EUA criticam decisão judicial que limita fiscalização peruana sobre porto chinês em Chancay
O Escritório para Assuntos do Hemisfério Ocidental do Departamento de Estado dos Estados Unidos manifestou publicamente sua preocupação com uma recente decisão judicial no Peru. A medida, tomada por um tribunal de Lima, restringe a capacidade do órgão regulador peruano de supervisionar as operações do porto de Chancay, um empreendimento de grande relevância estratégica construído e majoritariamente operado por uma estatal chinesa.
Em uma publicação na rede social X, o órgão americano declarou estar “preocupado com os relatos de que o Peru pode estar impossibilitado de supervisionar (o porto de) Chancay, um de seus maiores portos, sob a jurisdição de proprietários chineses predatórios”. A declaração ressalta o apoio de Washington ao “direito soberano do Peru de supervisionar infraestrutura crítica em seu próprio território”.
A manifestação dos Estados Unidos surge após uma decisão do Primeiro Juizado Especializado em Matéria Constitucional de Lima. O tribunal acatou um pedido da Cosco Shipping Ports Chancay Peru S.A., a empresa estatal chinesa que detém o controle do porto. Conforme a sentença, o Organismo Supervisor do Investimento em Infraestrutura de Transporte de Uso Público (Ositrán), responsável pela fiscalização, deve se abster de exercer suas funções de supervisão, fiscalização e regulação sobre as operações do terminal.

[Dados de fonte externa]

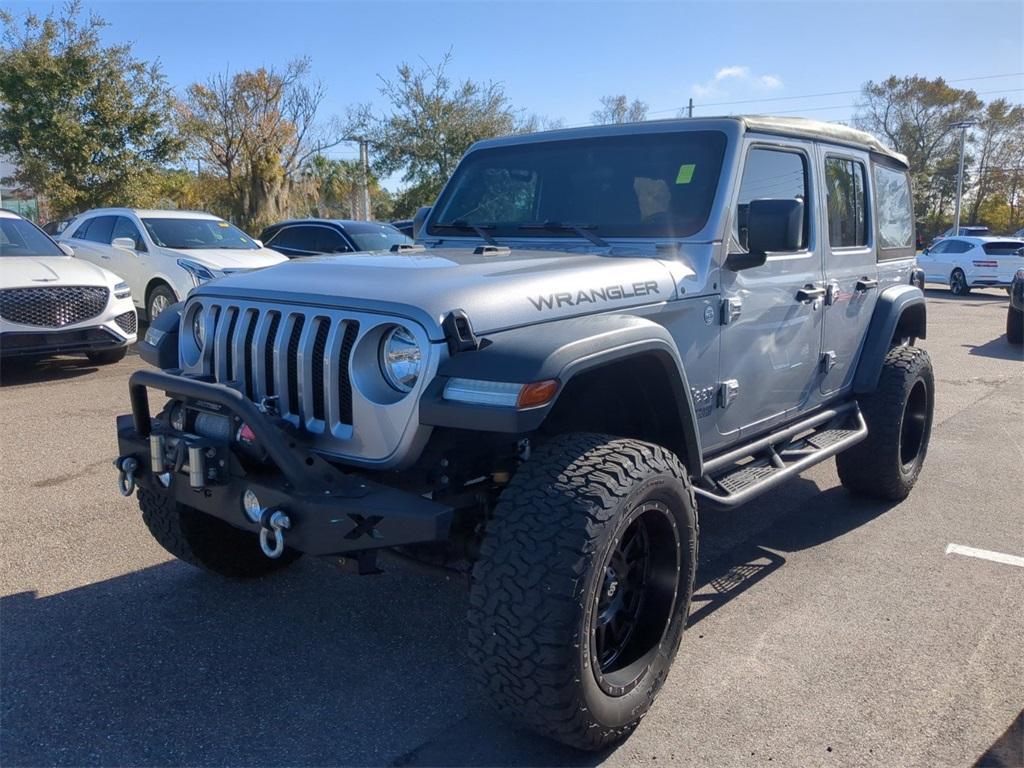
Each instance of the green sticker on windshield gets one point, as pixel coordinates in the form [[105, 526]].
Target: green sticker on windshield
[[685, 174]]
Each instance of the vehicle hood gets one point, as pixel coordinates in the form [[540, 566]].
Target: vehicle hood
[[37, 271], [228, 258], [521, 287]]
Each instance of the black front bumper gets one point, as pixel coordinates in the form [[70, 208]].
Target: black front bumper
[[331, 512], [16, 343]]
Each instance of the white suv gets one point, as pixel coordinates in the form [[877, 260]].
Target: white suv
[[164, 254], [51, 303]]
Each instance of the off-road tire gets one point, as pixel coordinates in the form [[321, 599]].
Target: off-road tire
[[206, 542], [537, 586], [108, 356], [878, 466], [1015, 326], [957, 283]]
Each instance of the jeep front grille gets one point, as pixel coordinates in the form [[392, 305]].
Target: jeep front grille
[[300, 357], [54, 306]]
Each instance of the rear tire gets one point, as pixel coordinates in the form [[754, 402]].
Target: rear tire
[[583, 587], [898, 413], [108, 356], [206, 542], [957, 283], [1015, 326]]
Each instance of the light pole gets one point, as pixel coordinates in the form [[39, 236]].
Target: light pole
[[963, 125]]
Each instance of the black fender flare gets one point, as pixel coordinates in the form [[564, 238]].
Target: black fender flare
[[894, 303], [557, 350]]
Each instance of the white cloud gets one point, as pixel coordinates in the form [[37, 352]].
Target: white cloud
[[739, 76]]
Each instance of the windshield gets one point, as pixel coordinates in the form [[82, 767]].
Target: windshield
[[371, 237], [198, 233], [646, 185], [19, 238]]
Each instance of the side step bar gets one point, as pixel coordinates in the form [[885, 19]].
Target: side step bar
[[737, 476]]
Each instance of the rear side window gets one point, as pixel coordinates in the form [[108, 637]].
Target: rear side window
[[1004, 248], [895, 211], [774, 174], [846, 194], [99, 229]]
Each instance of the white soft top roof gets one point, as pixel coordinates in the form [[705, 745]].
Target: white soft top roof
[[819, 129]]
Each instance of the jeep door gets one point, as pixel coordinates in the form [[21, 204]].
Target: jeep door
[[771, 336], [851, 266]]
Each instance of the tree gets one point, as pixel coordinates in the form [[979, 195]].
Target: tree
[[619, 110], [430, 123], [257, 129], [999, 138], [333, 188], [915, 117], [86, 125]]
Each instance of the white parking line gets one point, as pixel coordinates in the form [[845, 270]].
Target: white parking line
[[984, 554]]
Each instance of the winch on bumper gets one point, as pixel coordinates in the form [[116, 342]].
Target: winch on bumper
[[226, 457]]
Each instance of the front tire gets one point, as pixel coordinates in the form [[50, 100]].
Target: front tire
[[159, 299], [583, 587], [957, 283], [1015, 326], [206, 542], [898, 414]]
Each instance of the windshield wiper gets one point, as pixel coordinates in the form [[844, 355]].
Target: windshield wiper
[[480, 229], [584, 230]]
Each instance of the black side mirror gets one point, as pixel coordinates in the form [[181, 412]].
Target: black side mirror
[[419, 220], [772, 225]]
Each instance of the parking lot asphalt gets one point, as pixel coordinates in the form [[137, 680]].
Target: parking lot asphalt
[[826, 630]]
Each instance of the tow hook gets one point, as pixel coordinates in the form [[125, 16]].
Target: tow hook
[[273, 522], [126, 467]]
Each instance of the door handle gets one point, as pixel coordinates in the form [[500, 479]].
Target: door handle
[[810, 293], [866, 284]]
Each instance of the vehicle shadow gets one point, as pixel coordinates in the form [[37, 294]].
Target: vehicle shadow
[[998, 348], [171, 666], [19, 371]]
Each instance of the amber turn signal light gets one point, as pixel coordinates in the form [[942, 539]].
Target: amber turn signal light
[[538, 393]]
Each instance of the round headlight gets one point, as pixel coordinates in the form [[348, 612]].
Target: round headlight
[[400, 358]]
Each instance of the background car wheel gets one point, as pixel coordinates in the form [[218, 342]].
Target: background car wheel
[[898, 413], [957, 284], [108, 356], [160, 298], [207, 542], [583, 587], [1015, 326]]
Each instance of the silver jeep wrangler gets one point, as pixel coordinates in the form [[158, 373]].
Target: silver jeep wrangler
[[598, 329]]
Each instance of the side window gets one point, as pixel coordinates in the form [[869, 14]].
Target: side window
[[895, 211], [771, 174], [125, 227], [297, 238], [328, 241], [79, 233], [100, 229], [846, 196]]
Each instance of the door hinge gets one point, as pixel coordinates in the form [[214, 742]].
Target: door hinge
[[731, 308], [727, 391]]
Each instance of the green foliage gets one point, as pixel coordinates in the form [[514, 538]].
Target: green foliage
[[256, 130], [85, 124], [431, 122]]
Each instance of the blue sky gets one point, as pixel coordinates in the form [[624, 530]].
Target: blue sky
[[557, 58]]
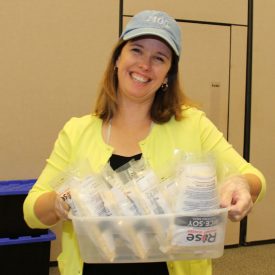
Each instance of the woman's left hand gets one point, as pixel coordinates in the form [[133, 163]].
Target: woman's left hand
[[235, 195]]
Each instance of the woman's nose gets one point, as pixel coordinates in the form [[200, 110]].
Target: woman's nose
[[145, 63]]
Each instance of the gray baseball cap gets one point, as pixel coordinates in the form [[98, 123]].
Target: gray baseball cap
[[158, 23]]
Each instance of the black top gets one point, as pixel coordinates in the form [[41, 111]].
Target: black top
[[117, 161]]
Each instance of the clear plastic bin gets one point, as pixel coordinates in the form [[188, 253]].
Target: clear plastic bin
[[185, 236]]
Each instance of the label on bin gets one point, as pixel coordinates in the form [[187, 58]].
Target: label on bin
[[189, 231]]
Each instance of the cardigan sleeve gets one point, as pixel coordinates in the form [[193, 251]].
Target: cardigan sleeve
[[228, 159], [56, 163]]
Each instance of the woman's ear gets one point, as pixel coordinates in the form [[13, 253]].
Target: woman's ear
[[117, 61]]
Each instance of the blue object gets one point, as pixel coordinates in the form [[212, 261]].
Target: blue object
[[16, 187], [28, 239]]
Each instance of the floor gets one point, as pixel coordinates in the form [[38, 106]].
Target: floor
[[250, 260]]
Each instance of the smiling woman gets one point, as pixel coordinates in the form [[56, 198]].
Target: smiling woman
[[141, 112], [143, 67]]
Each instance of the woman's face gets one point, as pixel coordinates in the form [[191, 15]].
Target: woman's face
[[143, 66]]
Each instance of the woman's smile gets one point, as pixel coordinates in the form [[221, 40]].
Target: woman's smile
[[143, 66]]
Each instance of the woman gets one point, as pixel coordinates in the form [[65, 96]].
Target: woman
[[140, 112]]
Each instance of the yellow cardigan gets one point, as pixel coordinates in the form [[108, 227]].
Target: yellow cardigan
[[81, 138]]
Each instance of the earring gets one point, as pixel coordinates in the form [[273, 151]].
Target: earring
[[164, 87]]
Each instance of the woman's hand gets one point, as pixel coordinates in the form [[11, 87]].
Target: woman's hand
[[235, 195], [61, 208], [50, 208]]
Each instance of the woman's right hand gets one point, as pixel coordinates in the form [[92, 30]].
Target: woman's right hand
[[61, 208], [50, 208]]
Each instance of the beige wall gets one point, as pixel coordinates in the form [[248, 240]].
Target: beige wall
[[52, 56], [261, 224]]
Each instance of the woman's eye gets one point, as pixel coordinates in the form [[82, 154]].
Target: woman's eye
[[159, 59], [136, 50]]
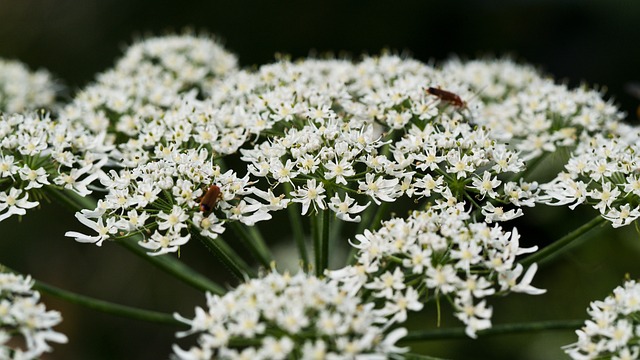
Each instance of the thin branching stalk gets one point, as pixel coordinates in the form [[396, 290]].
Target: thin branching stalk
[[170, 265], [296, 227], [559, 246], [229, 258], [103, 306], [458, 333], [253, 242]]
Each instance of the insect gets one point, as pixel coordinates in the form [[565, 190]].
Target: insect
[[447, 96], [210, 199]]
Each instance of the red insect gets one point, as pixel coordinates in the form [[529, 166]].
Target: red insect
[[447, 96], [210, 199]]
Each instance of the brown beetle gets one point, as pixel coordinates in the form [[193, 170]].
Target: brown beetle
[[210, 199], [447, 96]]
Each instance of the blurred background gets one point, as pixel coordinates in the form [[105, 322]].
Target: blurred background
[[593, 42]]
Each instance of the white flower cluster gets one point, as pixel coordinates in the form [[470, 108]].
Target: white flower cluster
[[21, 89], [532, 113], [437, 253], [162, 197], [36, 151], [151, 75], [603, 172], [22, 313], [319, 125], [280, 316], [613, 332]]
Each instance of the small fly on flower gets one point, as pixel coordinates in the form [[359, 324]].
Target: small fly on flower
[[447, 96], [210, 199]]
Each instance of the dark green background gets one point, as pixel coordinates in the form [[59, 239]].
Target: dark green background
[[575, 41]]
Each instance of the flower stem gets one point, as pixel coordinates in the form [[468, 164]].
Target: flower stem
[[227, 256], [253, 241], [295, 219], [170, 265], [326, 220], [457, 333], [173, 267], [315, 232], [559, 246], [103, 306]]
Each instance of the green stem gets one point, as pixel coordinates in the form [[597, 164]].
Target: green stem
[[295, 219], [171, 265], [531, 166], [317, 242], [103, 306], [369, 221], [559, 246], [253, 241], [229, 258], [412, 356], [326, 221], [457, 333]]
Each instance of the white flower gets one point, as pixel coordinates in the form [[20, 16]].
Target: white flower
[[104, 230], [343, 209], [333, 323], [164, 243], [13, 204], [312, 193], [21, 312]]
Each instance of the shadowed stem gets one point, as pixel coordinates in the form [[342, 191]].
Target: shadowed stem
[[168, 264], [229, 258], [559, 246], [458, 333], [103, 306], [295, 219], [253, 242]]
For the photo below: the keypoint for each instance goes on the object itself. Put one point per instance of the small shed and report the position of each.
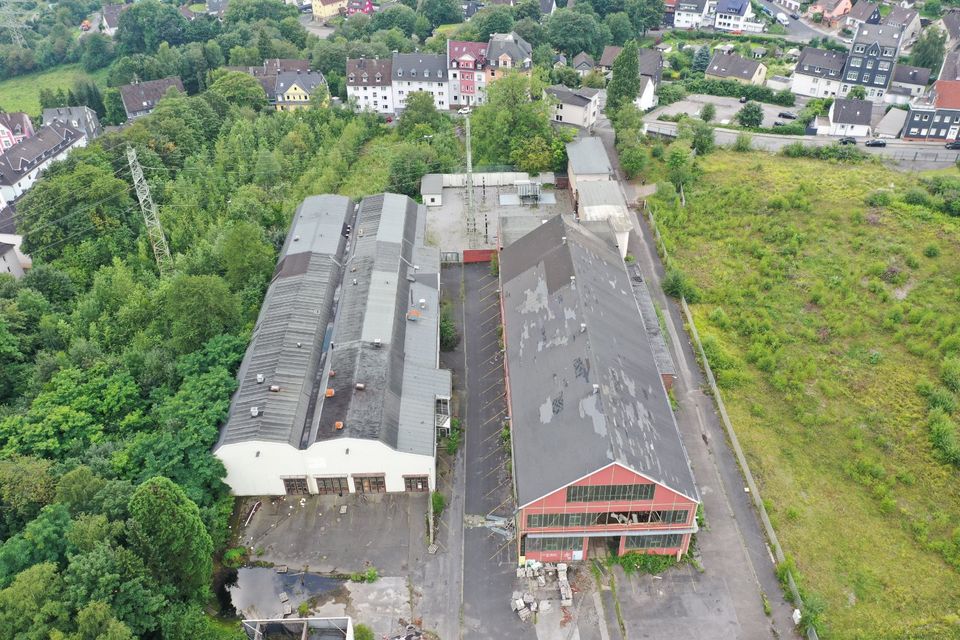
(431, 188)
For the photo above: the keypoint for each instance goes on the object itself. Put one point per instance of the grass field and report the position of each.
(828, 321)
(22, 93)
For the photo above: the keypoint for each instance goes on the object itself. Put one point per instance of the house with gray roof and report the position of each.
(22, 164)
(80, 118)
(140, 98)
(732, 66)
(340, 389)
(597, 455)
(587, 161)
(426, 72)
(818, 73)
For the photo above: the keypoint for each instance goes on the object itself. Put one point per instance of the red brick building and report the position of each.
(599, 465)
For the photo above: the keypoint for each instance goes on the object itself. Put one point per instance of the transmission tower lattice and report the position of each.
(154, 231)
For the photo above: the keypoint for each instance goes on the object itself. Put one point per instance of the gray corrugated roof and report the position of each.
(287, 346)
(399, 373)
(563, 337)
(852, 111)
(587, 156)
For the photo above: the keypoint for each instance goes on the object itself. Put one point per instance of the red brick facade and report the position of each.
(643, 515)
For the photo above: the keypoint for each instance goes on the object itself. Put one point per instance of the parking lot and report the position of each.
(490, 559)
(727, 108)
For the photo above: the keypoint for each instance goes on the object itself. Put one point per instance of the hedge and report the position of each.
(732, 89)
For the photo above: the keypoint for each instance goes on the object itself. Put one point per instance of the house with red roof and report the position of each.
(935, 116)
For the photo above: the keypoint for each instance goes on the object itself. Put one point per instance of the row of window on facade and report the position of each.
(588, 519)
(571, 543)
(374, 483)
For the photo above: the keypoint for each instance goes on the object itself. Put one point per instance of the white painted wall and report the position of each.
(258, 468)
(9, 193)
(814, 86)
(365, 96)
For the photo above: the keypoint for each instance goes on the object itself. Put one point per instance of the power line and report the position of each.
(154, 231)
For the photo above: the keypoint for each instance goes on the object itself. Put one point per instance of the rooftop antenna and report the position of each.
(154, 231)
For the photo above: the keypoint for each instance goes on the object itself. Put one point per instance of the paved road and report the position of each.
(490, 559)
(908, 155)
(733, 546)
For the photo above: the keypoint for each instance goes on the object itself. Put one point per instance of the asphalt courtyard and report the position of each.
(490, 558)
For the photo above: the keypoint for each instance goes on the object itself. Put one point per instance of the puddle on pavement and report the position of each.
(254, 592)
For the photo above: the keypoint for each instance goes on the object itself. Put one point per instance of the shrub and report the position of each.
(743, 143)
(235, 557)
(677, 285)
(635, 562)
(950, 373)
(438, 502)
(449, 336)
(362, 632)
(879, 199)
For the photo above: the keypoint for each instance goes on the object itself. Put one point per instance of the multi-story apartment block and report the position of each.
(414, 72)
(467, 66)
(818, 73)
(369, 84)
(871, 60)
(936, 114)
(737, 16)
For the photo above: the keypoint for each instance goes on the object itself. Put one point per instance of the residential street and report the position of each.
(733, 545)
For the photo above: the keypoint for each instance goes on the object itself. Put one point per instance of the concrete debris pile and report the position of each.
(525, 603)
(566, 593)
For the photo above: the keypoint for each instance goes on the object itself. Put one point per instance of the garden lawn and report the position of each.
(22, 93)
(821, 315)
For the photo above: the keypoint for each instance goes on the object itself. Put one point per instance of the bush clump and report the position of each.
(678, 285)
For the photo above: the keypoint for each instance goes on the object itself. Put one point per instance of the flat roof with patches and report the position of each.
(584, 385)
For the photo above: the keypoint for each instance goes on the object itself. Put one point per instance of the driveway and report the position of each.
(490, 558)
(737, 561)
(727, 108)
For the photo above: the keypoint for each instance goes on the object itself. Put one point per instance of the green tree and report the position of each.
(750, 115)
(240, 89)
(442, 12)
(701, 59)
(32, 608)
(117, 577)
(857, 92)
(708, 112)
(625, 78)
(247, 258)
(571, 32)
(197, 308)
(534, 156)
(167, 533)
(495, 19)
(621, 29)
(929, 49)
(115, 113)
(97, 622)
(645, 14)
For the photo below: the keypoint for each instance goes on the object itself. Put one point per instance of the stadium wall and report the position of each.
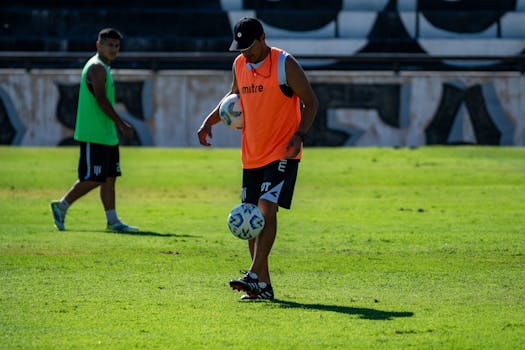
(361, 108)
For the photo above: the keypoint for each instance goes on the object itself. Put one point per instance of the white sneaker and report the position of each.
(122, 227)
(58, 215)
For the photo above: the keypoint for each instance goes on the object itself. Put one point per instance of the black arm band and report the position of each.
(301, 134)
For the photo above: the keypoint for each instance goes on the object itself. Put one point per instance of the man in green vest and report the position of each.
(96, 131)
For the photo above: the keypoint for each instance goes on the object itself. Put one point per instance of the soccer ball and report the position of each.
(230, 112)
(245, 221)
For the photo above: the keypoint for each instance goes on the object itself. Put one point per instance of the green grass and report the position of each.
(383, 248)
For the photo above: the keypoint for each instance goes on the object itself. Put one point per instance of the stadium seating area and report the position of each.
(306, 28)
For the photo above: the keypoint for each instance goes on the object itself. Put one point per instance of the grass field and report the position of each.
(383, 249)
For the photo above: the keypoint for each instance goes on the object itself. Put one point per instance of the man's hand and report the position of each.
(126, 129)
(203, 133)
(294, 146)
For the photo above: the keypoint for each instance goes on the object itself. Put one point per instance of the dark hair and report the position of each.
(109, 33)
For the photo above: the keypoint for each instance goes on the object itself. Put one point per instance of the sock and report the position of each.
(111, 216)
(63, 204)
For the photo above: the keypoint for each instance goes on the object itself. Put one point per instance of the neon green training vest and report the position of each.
(93, 125)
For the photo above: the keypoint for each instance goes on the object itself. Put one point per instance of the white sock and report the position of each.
(111, 216)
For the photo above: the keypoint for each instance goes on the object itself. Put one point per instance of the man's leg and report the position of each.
(59, 208)
(107, 193)
(264, 242)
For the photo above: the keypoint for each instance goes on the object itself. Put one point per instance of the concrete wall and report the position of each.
(364, 108)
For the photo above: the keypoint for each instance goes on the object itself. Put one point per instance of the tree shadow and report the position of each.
(363, 313)
(152, 234)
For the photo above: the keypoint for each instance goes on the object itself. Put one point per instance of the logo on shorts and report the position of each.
(97, 170)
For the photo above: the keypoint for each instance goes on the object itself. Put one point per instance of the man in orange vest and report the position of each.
(279, 107)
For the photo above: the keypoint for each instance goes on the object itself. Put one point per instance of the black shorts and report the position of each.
(274, 182)
(98, 162)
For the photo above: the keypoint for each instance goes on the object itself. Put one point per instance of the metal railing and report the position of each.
(223, 60)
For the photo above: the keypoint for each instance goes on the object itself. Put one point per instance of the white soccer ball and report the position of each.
(230, 112)
(245, 221)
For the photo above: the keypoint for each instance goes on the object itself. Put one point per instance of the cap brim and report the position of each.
(237, 46)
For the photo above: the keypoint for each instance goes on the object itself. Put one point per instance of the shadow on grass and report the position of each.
(363, 313)
(151, 234)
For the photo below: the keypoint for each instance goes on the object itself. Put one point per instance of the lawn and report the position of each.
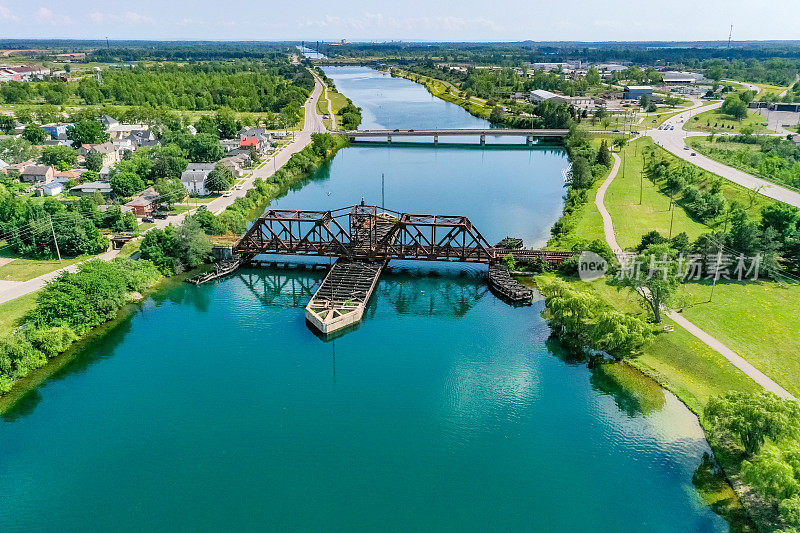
(23, 269)
(757, 320)
(11, 312)
(715, 121)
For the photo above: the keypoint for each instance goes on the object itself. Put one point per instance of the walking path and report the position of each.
(713, 343)
(313, 124)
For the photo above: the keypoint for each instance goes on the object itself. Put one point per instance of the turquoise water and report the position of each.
(216, 408)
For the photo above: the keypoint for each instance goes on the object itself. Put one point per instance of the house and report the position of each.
(582, 102)
(88, 189)
(57, 130)
(120, 130)
(635, 92)
(37, 174)
(109, 152)
(194, 178)
(145, 203)
(540, 95)
(51, 189)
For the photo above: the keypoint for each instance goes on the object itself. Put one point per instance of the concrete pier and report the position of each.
(342, 296)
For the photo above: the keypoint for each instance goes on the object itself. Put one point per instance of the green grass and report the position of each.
(714, 120)
(757, 320)
(12, 312)
(23, 269)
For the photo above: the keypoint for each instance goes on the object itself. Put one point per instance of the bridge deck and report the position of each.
(342, 296)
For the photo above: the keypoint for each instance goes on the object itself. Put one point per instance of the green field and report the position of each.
(11, 312)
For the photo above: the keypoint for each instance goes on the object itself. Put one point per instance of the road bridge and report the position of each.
(481, 133)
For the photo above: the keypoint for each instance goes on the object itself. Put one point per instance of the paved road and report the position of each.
(313, 123)
(14, 289)
(713, 343)
(674, 140)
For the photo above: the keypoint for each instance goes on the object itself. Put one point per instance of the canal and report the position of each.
(216, 408)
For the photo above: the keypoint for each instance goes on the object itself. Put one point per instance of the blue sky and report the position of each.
(471, 20)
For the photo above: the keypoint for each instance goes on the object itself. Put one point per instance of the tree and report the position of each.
(604, 155)
(34, 134)
(87, 131)
(657, 280)
(205, 148)
(53, 155)
(748, 419)
(219, 179)
(94, 161)
(170, 190)
(7, 124)
(126, 183)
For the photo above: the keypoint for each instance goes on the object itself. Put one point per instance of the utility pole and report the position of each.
(719, 257)
(54, 238)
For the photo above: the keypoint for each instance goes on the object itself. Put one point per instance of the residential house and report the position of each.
(120, 130)
(194, 178)
(37, 174)
(51, 189)
(145, 203)
(229, 145)
(57, 130)
(237, 163)
(88, 189)
(109, 152)
(540, 95)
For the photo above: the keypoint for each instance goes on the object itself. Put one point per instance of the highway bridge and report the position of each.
(435, 133)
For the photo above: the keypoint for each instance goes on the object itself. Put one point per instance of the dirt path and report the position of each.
(710, 341)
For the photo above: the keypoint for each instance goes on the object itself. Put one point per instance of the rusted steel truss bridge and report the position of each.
(364, 238)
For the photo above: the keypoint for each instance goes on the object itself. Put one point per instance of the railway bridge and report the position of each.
(363, 239)
(481, 133)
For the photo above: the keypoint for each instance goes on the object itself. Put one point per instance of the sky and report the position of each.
(411, 20)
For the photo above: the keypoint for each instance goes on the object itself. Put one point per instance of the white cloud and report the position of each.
(7, 14)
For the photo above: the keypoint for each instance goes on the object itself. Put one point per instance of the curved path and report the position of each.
(674, 140)
(713, 343)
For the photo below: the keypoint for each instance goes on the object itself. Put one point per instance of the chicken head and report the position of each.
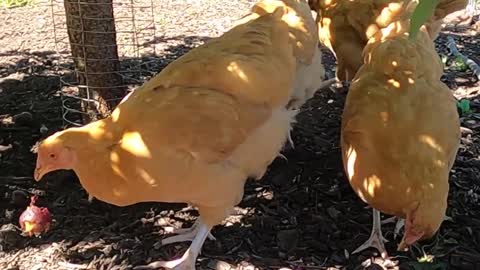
(52, 156)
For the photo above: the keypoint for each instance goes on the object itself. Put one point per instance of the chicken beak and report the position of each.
(403, 245)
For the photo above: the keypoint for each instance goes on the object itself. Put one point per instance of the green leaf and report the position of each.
(421, 14)
(464, 106)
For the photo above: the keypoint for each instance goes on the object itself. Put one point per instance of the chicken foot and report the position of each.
(398, 226)
(187, 261)
(376, 239)
(185, 235)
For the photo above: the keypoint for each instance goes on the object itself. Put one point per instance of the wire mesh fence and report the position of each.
(127, 27)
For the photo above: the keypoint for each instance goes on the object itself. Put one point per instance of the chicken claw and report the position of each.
(376, 239)
(185, 235)
(187, 261)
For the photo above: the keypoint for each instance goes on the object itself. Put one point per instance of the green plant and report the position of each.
(421, 14)
(15, 3)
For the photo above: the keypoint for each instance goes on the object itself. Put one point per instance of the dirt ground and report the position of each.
(302, 215)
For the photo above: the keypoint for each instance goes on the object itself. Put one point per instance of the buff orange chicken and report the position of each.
(194, 133)
(400, 131)
(345, 26)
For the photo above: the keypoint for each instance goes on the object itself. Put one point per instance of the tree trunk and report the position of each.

Decisão judicial restringe atuação do Ositrán
A decisão judicial determina que o Ositrán só poderá atuar na fixação de tarifas e sob condições estipuladas na sentença. Essa limitação representa um obstáculo significativo para a fiscalização governamental sobre um ativo de tamanha importância econômica e logística. A imprensa peruana informou que a presidente do Ositrán, Verônica Zambrano, classificou o caso como “sem precedentes”, destacando que um ente regulado nunca havia recorrido à Justiça para impedir a aplicação da lei pelo órgão supervisor.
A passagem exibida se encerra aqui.